Mumbai: At Rs 22.985cr, June State Revenue Highest This Fiscal Year | Bombay News

Mumbai: With the easing of foreclosure restrictions, the state earned Rs 22,985 crore in June – its highest income in the first three months of this fiscal year. Income was nearly 54% higher from May, when Covid restrictions were tighter.
However, officials said the increase in state revenue was not just due to increased tax revenues after the restrictions were lifted. It is also because the GST payment deadlines for May were extended, resulting in higher recoveries in June. In addition, the Center released a slice of the GST compensation tax, although most of it is still pending.
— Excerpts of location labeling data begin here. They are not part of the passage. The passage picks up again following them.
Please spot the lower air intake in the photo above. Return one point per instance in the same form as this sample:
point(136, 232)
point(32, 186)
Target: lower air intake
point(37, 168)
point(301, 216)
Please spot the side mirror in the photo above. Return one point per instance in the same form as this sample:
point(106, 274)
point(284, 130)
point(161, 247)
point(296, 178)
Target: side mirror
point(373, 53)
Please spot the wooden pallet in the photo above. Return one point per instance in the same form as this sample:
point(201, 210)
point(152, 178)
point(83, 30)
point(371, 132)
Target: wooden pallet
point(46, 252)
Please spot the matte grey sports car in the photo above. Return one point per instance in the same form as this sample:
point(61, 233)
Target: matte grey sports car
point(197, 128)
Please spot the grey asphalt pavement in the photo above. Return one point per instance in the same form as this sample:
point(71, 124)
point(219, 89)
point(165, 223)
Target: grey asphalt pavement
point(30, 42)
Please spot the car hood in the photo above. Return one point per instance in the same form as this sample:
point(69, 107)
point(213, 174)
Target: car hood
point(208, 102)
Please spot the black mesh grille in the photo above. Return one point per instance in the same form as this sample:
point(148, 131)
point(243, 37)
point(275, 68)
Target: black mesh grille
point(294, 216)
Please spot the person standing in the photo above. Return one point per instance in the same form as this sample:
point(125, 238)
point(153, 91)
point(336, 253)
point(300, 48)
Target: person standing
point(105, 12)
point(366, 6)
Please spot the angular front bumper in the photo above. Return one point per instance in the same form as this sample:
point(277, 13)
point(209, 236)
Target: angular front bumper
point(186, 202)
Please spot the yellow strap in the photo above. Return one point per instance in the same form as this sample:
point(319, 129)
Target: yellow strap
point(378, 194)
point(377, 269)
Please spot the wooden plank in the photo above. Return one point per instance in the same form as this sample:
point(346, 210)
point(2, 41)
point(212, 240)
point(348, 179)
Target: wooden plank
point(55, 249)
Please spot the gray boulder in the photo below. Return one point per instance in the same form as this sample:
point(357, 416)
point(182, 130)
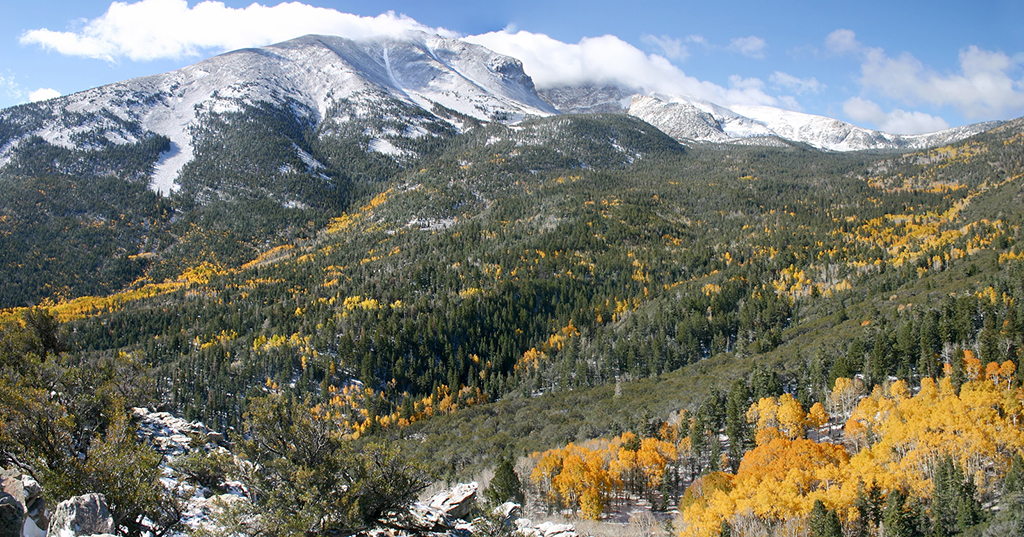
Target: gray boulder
point(86, 514)
point(11, 517)
point(28, 492)
point(456, 502)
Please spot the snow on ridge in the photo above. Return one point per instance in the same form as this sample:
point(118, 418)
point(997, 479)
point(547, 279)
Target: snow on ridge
point(687, 118)
point(311, 73)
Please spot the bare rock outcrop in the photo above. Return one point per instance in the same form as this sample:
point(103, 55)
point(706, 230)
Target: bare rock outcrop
point(86, 514)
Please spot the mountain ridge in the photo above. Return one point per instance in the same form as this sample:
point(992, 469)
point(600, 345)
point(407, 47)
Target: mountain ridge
point(310, 76)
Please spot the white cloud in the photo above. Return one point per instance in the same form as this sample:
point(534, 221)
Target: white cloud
point(985, 86)
point(9, 87)
point(989, 84)
point(672, 48)
point(698, 39)
point(608, 59)
point(43, 94)
point(752, 46)
point(897, 121)
point(841, 41)
point(169, 29)
point(795, 84)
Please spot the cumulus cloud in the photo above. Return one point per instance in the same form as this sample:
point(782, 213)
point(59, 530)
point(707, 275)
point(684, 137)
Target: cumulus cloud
point(608, 59)
point(9, 87)
point(752, 46)
point(897, 121)
point(795, 84)
point(169, 29)
point(989, 83)
point(672, 48)
point(842, 41)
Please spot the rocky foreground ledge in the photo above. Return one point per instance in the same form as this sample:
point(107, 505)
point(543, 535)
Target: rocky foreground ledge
point(24, 511)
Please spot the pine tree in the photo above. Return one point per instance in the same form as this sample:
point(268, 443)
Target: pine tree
point(824, 522)
point(505, 486)
point(898, 520)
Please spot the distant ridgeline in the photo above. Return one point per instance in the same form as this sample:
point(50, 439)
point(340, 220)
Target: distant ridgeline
point(409, 269)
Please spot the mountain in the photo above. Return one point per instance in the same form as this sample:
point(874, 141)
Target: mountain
point(689, 119)
point(471, 277)
point(321, 80)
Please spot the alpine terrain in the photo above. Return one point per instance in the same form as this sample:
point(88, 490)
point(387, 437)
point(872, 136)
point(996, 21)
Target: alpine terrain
point(337, 287)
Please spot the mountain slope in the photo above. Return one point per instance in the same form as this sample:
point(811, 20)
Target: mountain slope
point(690, 119)
point(308, 77)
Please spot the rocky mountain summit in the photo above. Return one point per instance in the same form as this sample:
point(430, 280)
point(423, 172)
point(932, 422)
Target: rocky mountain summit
point(24, 511)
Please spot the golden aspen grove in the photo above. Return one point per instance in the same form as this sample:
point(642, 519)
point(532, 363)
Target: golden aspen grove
point(719, 339)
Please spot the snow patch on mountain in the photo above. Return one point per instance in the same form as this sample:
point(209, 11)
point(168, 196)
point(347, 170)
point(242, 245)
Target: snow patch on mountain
point(689, 119)
point(310, 75)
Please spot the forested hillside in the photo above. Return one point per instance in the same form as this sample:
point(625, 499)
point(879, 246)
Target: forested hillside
point(704, 310)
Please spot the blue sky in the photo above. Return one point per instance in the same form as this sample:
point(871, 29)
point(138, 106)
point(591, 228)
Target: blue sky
point(897, 66)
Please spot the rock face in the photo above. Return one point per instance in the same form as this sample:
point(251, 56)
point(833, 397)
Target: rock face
point(446, 512)
point(86, 514)
point(29, 495)
point(456, 502)
point(11, 517)
point(169, 435)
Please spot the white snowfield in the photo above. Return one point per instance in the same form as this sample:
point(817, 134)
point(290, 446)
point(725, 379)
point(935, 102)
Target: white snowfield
point(312, 74)
point(689, 119)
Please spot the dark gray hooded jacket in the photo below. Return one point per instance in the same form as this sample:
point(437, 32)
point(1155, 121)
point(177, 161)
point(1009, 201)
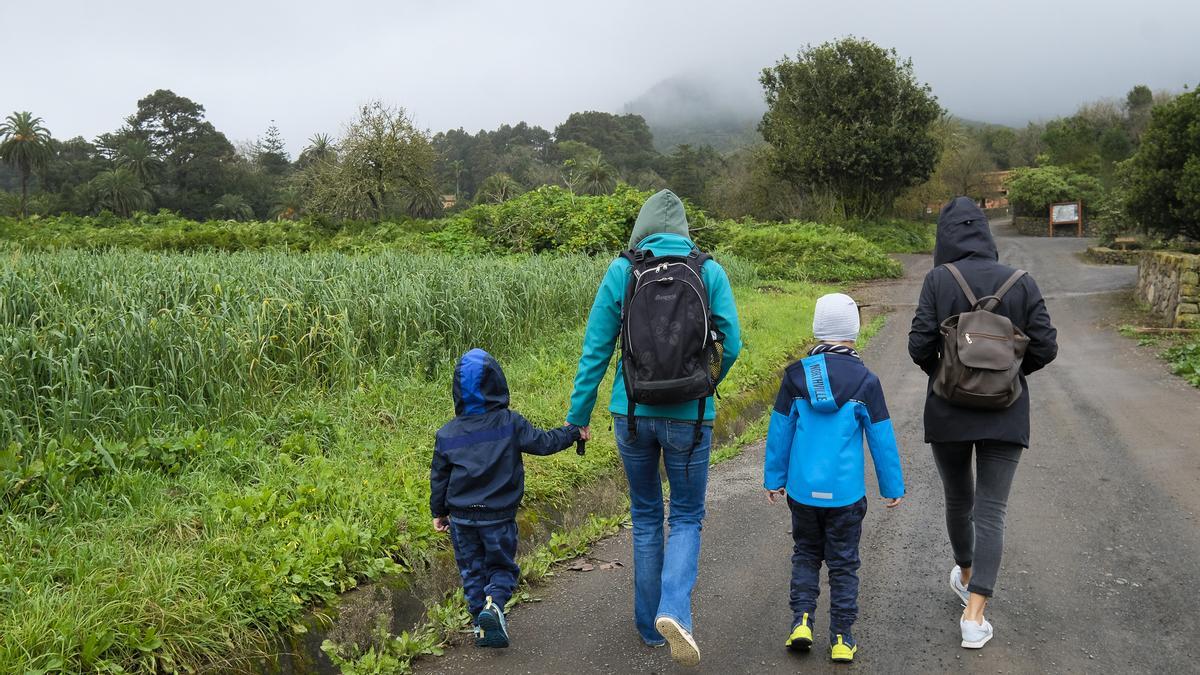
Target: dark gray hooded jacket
point(965, 239)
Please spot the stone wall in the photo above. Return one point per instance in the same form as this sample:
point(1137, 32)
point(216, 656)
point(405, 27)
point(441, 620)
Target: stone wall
point(1104, 256)
point(1170, 285)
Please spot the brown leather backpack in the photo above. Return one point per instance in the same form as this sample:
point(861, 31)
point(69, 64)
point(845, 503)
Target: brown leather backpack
point(982, 352)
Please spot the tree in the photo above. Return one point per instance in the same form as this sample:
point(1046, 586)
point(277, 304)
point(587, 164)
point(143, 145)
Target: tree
point(120, 191)
point(747, 186)
point(73, 165)
point(689, 169)
point(233, 207)
point(137, 156)
point(964, 166)
point(594, 175)
point(25, 144)
point(625, 141)
point(270, 153)
point(497, 187)
point(383, 167)
point(1138, 105)
point(851, 118)
point(1163, 177)
point(1031, 190)
point(198, 160)
point(321, 149)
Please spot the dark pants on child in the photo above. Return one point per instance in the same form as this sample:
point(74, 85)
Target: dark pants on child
point(486, 561)
point(831, 536)
point(976, 506)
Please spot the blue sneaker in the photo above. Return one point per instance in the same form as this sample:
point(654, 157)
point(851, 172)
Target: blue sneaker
point(492, 631)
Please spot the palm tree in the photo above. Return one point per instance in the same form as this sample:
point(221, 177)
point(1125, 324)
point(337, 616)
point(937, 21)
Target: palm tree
point(421, 199)
point(498, 187)
point(321, 148)
point(595, 177)
point(25, 144)
point(288, 203)
point(233, 207)
point(120, 191)
point(137, 156)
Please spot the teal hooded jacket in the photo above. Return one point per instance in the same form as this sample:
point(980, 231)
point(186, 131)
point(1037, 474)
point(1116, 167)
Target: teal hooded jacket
point(661, 228)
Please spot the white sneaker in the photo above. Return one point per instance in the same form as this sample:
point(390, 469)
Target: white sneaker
point(683, 647)
point(958, 586)
point(975, 635)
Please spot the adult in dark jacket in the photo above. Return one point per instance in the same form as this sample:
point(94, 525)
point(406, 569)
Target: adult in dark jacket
point(975, 508)
point(477, 481)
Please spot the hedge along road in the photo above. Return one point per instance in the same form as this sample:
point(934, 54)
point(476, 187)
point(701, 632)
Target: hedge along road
point(1102, 550)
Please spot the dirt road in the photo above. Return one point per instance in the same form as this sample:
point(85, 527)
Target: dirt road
point(1102, 562)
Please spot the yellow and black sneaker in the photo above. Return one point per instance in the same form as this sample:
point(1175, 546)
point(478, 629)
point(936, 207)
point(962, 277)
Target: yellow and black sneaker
point(843, 649)
point(802, 635)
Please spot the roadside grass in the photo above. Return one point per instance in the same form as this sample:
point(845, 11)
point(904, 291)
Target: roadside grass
point(151, 533)
point(1180, 351)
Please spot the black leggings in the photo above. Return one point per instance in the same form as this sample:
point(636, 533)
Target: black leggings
point(975, 509)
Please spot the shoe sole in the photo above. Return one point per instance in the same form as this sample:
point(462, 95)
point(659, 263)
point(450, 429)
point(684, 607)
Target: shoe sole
point(801, 644)
point(977, 644)
point(493, 634)
point(683, 649)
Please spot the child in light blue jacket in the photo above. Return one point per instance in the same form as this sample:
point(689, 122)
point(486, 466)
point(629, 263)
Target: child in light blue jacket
point(827, 401)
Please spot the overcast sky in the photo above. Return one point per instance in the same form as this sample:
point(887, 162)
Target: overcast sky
point(83, 64)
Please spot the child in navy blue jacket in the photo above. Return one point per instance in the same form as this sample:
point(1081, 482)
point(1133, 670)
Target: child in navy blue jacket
point(815, 458)
point(477, 481)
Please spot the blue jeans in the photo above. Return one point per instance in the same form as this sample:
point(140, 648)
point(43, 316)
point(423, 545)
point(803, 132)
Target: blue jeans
point(828, 535)
point(486, 562)
point(664, 573)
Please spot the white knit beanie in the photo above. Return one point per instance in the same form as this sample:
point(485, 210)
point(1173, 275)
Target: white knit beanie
point(835, 318)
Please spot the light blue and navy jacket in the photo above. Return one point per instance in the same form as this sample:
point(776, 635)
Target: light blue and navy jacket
point(815, 443)
point(477, 475)
point(604, 328)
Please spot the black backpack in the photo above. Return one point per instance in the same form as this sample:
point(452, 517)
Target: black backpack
point(670, 346)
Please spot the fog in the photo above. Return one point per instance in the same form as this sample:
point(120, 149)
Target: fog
point(82, 65)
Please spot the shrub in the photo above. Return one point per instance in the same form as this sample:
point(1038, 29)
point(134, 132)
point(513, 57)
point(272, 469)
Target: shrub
point(810, 251)
point(1163, 177)
point(1031, 190)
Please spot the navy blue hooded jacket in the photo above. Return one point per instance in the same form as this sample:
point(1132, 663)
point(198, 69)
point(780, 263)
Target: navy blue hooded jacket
point(965, 239)
point(477, 471)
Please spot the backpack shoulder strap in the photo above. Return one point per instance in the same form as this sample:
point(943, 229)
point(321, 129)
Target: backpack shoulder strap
point(994, 300)
point(1008, 285)
point(963, 284)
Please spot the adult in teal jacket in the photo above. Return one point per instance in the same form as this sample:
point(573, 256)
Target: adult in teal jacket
point(664, 573)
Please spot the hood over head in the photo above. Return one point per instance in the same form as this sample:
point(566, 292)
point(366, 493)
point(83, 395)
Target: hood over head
point(661, 213)
point(963, 232)
point(479, 384)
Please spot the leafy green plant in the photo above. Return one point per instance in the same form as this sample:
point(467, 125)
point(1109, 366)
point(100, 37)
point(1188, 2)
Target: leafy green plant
point(1185, 362)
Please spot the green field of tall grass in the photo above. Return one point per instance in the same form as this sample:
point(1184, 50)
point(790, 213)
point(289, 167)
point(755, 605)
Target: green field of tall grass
point(198, 448)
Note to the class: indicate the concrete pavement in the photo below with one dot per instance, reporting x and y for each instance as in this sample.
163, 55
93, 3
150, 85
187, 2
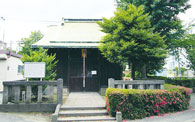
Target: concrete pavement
84, 99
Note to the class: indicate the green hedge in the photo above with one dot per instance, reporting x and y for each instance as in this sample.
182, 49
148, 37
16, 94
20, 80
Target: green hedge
137, 104
176, 81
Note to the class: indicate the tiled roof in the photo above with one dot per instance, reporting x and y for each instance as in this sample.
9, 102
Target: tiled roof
83, 33
10, 53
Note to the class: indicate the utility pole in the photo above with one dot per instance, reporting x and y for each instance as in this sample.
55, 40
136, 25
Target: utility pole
3, 28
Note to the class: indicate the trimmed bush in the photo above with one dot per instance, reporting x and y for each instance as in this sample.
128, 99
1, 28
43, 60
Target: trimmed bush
137, 104
176, 81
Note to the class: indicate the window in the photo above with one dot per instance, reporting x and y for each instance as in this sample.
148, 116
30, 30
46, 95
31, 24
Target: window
20, 69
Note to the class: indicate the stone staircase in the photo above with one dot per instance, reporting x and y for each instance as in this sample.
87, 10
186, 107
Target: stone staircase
83, 114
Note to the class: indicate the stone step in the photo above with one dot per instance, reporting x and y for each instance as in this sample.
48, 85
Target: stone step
86, 118
83, 113
81, 108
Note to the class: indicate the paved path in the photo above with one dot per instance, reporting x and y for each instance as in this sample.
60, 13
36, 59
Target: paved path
23, 117
84, 99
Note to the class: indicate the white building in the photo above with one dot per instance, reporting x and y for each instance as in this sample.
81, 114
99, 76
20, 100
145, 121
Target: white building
10, 67
3, 45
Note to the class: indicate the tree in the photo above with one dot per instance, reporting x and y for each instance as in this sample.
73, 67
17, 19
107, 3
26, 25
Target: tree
130, 38
163, 16
41, 55
34, 37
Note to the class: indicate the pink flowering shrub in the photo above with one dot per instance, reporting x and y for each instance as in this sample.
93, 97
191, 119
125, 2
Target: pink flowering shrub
137, 104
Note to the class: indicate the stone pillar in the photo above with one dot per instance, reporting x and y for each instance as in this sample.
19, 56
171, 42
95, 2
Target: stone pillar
51, 92
16, 94
23, 96
119, 86
141, 86
5, 95
161, 86
123, 86
130, 86
111, 82
28, 94
152, 86
40, 94
119, 117
60, 91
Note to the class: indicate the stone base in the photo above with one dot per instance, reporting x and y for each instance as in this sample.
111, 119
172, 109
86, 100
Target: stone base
65, 90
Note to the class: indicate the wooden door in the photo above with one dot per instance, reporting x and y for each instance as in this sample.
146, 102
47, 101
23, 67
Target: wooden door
76, 75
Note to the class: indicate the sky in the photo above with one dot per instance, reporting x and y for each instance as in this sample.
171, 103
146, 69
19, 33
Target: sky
24, 16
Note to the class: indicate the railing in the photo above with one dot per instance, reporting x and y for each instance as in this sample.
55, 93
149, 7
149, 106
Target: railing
136, 84
21, 91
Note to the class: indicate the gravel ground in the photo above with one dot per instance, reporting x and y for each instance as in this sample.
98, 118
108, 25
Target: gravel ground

“Since part of the revenue came from the extension of GST payment deadlines, it is still too early to interpret the rise in state revenue as a sign of economic recovery,” said a senior official.
The state faces a debt of over Rs 6 lakh crore for the year. In June, he imposed a 40% reduction in spending to save Rs 52,000 crore in order to prepare for a possible third wave of the Covid pandemic.
By the end of June, the state had earned Rs 57,382 crore, or 16% of its annual revenue target. However, expenses exceed income, resulting in borrowing of around Rs 12,000 crore, officials said.
Tax collections improved in June compared to May, when Covid restrictions were at their peak. In June, the state collected taxes worth Rs 12,735 crore, which are Rs 2,060 crore higher than the previous month.
Taxes include stamp duty and registration fees on real estate transactions, excise duties on alcohol sales, and motor vehicle tax on the sale of vehicles.
The state estimates that its financial situation will improve if it receives the pending GST compensation from the central government, which now stands at Rs 30,351 crore. In the last fiscal year, his dues were Rs 24,304 crore and he eventually received compensation worth Rs 4,112 crore from the Center. In April-May of this year, dues increased by another Rs 9,130 ​​crore.
However, officials point out that the economic blow from the lockdown was not as severe this time around as the manufacturing, agriculture and construction sectors remained open. The state also estimates that the outflow of migrants has been lower than last year, mainly because the construction sector, which employs a large number of migrants, has remained open.